Kevin Myers: State support only lends madness to libraries
Forty years ago this summer, one of the most influential novels of the 20th century -- and to my mind one of the greatest -- was published: Frederick Forsyth's 'Day of the Jackal'. It was sensational. It managed to dovetail a mastery of technical detail with a thrilling and complex plot: we learnt how to foil an assassination as meticulously as we learnt how to make a sniper's rifle that could be dismantled and then reassembled into a metal crutch.
I've bought the book three times, and each copy was duly stolen; so having thrice given Freddy his due royalties, I decided not to buy the special 40th anniversary issue but to order a second-hand copy through Amazon. I re-read it over the weekend, with a combination of utter awe and envy. Yes, of course, it has been panned by "literary critics" -- actually, no higher praise -- but the real issue is this: Did readers buy it? God's teeth, they did. Did they enjoy it? They loved it. Is it memorable? Totally. Why? Simple: it enthrals, which is the primary duty of any writer. That's what Frederick Forsyth did, and still does. I can give you a guided tour of Booker Prize winners whose books are unread beyond page 40 or so: pretentious, indulgent, smug, self-regarding, but gushingly reviewed by their peers, who will in due course be gushingly reviewed by those over whom they have themselves ejaculated so warmly.
Sales. That's the only true measure of a book's worth. I have little interest in critically regarded but otherwise unknown masterpieces. Yes, sales might take years to accumulate -- look at Patrick O'Brian -- but nonetheless, they are the only true and abiding artistic measure. Why else does Shakespeare sell, by the million, century after century? Or Bach? Or Beethoven?

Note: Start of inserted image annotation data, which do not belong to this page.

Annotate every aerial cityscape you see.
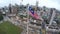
[0,0,60,34]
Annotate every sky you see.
[0,0,60,10]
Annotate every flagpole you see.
[27,5,29,34]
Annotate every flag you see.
[29,7,40,19]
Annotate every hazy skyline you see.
[0,0,60,10]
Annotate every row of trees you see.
[0,14,3,21]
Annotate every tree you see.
[0,15,3,21]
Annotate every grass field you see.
[0,21,23,34]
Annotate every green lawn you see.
[0,21,23,34]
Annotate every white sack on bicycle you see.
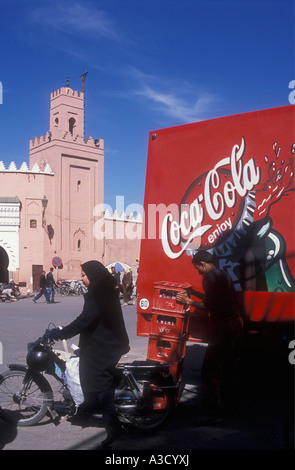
[65,357,84,406]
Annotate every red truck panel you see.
[137,105,295,339]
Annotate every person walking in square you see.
[33,271,47,303]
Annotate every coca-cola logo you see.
[161,137,261,259]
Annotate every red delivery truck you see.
[137,105,295,356]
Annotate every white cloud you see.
[135,85,217,123]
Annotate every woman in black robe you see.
[51,261,130,446]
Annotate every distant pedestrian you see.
[33,271,47,303]
[122,269,133,305]
[46,268,57,304]
[111,266,121,296]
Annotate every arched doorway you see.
[0,246,9,282]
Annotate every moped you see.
[0,329,178,431]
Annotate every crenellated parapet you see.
[51,87,84,100]
[103,209,142,224]
[0,161,54,175]
[30,129,104,150]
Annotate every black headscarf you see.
[81,260,115,289]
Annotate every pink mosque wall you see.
[0,83,141,290]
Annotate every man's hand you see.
[176,292,189,304]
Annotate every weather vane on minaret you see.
[81,72,88,93]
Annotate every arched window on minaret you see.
[69,118,76,135]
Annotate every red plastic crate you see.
[150,312,189,339]
[153,281,191,315]
[169,358,184,384]
[147,335,187,363]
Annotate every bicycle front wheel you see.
[0,370,52,426]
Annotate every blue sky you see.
[0,0,295,213]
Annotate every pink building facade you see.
[0,82,141,292]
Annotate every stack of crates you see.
[147,281,191,384]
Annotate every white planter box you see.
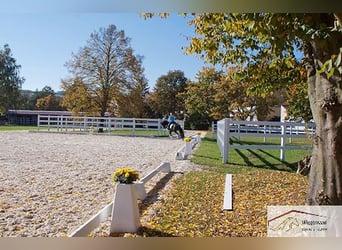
[110,183,140,233]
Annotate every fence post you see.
[223,118,229,163]
[280,122,286,161]
[37,114,40,131]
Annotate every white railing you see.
[176,133,201,160]
[216,118,315,163]
[69,162,171,237]
[37,115,184,135]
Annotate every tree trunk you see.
[306,15,342,205]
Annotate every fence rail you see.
[215,118,316,163]
[68,162,171,237]
[37,115,184,135]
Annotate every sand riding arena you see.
[0,131,202,237]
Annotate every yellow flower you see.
[112,168,139,184]
[184,137,191,142]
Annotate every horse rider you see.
[168,113,176,129]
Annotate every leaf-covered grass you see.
[131,170,307,237]
[128,132,309,237]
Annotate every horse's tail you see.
[178,125,184,139]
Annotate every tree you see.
[0,44,25,114]
[151,70,187,118]
[182,67,222,129]
[61,77,98,116]
[187,13,342,205]
[63,25,147,117]
[35,86,61,110]
[117,51,149,117]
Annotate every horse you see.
[160,119,184,139]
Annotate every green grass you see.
[128,133,310,237]
[191,133,311,173]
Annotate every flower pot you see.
[110,183,140,233]
[184,142,192,155]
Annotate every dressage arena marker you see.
[68,162,171,237]
[223,174,233,210]
[176,134,201,160]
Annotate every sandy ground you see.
[0,131,202,237]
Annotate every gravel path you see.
[0,131,202,237]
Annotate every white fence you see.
[217,118,315,163]
[37,115,184,135]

Coincidentally, I briefly interrupted my time with the Jackal to irritate myself with Alan Bennett's defence of public-libraries in 'The Daily Telegraph'. If Frederick Forsyth is a writer whom London society disdains, Alan Bennett is one it drools over. He is not impenetrably high-brow, but a sort of Queen Mother of the arty salons: cuddly; cherished; accessible, a man who has specialised in a remorselessly coy, mill-town whimsy. His characters are wholly predictable: aged and querulous old women with troublesome bowels and with a slightly homosexual stay-at-home, hen-pecked son called Nigel. Islingtonians love Bennett primarily because he supports Labour, dislikes the Tories and panders to their stereotype of Northern folk being quirky, amusing and authentic.

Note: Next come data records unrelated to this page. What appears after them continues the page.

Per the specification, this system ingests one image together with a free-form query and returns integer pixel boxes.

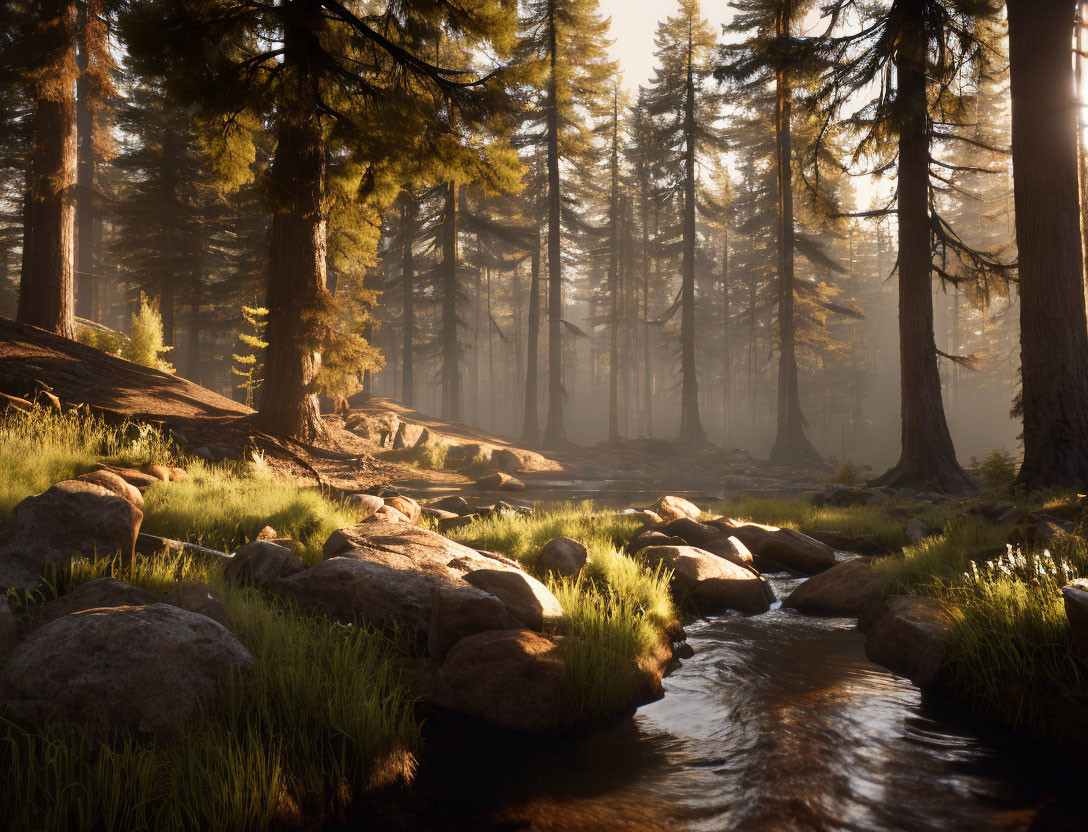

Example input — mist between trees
[0,0,1088,490]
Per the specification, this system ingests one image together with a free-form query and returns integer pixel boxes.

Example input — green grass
[0,557,418,830]
[714,497,909,549]
[441,502,676,729]
[0,408,174,517]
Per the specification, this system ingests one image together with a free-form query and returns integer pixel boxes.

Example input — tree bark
[17,0,77,338]
[442,182,461,421]
[874,0,979,494]
[521,225,541,446]
[400,191,417,408]
[770,2,826,468]
[544,7,567,448]
[260,0,329,442]
[680,35,706,445]
[1007,0,1088,488]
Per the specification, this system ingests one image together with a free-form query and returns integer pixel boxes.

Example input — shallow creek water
[351,487,1088,832]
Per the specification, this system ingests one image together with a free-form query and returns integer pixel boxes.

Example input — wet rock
[865,595,953,687]
[30,578,156,630]
[0,604,252,732]
[348,494,385,518]
[712,518,834,574]
[536,537,589,578]
[465,569,562,630]
[440,630,570,733]
[782,558,880,617]
[75,469,144,510]
[650,495,702,523]
[426,586,521,661]
[385,495,420,523]
[475,471,526,492]
[491,448,521,474]
[640,546,774,614]
[223,539,302,588]
[1062,578,1088,661]
[429,494,475,517]
[0,480,144,592]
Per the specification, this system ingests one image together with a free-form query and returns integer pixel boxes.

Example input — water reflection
[356,579,1084,832]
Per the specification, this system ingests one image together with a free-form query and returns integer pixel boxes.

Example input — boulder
[491,448,521,474]
[782,558,880,617]
[0,480,144,592]
[426,586,521,661]
[650,495,703,523]
[429,494,475,517]
[385,494,420,523]
[223,539,302,588]
[1061,578,1088,660]
[475,471,526,492]
[465,569,562,630]
[641,546,774,614]
[348,494,385,518]
[865,595,953,687]
[536,537,589,578]
[276,557,465,644]
[393,422,426,449]
[75,469,144,510]
[440,630,570,733]
[30,578,156,630]
[0,604,252,732]
[712,518,834,574]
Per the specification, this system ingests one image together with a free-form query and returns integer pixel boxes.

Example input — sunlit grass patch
[0,558,418,830]
[710,497,909,549]
[144,461,359,562]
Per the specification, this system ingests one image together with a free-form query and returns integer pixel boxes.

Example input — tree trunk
[18,0,77,338]
[442,182,461,421]
[400,191,418,408]
[521,226,541,446]
[680,42,706,445]
[260,0,329,440]
[770,3,826,468]
[544,8,567,448]
[1007,0,1088,488]
[875,0,979,494]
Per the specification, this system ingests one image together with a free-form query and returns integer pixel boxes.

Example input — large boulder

His defence of the library is familiar territory for any writer of working-class origins. We have our own version of it recycled regularly: some proletarian hero of Hibernian letters describing how he, clad only in the single family sock, would crawl out of the cardboard shack that was his childhood home and make his way to the local library, where he would enter the great and glorious empire of literature, a golden pleasure dome in which he could inhale the balmy myrrh of civilisation. Would you close down libraries, he cries, and thereby deprive working-class children of the chance to escape the kneecapping drudgery of their lives? And of course, reasoned debate is incompatible with this when-did-you-stop-beating-your-wife kind of moral blackmail.
As it happens, the financial reality of the public library was contained within the front cover of my copy of 'Jackal'. It was bought by North Finchley library in the London borough of Barnet in 2005, and was borrowed 16 times in the next three years before it was disposed of. During that time, the entire economic consequence of this book -- its purchase, the payments and future pensions of the librarians, the cost of running and heating and lighting the library, and paying both the original purchase-royalty and the 16 subsequent borrowing-royalties to the great Frederick Forsyth -- was covered by the state.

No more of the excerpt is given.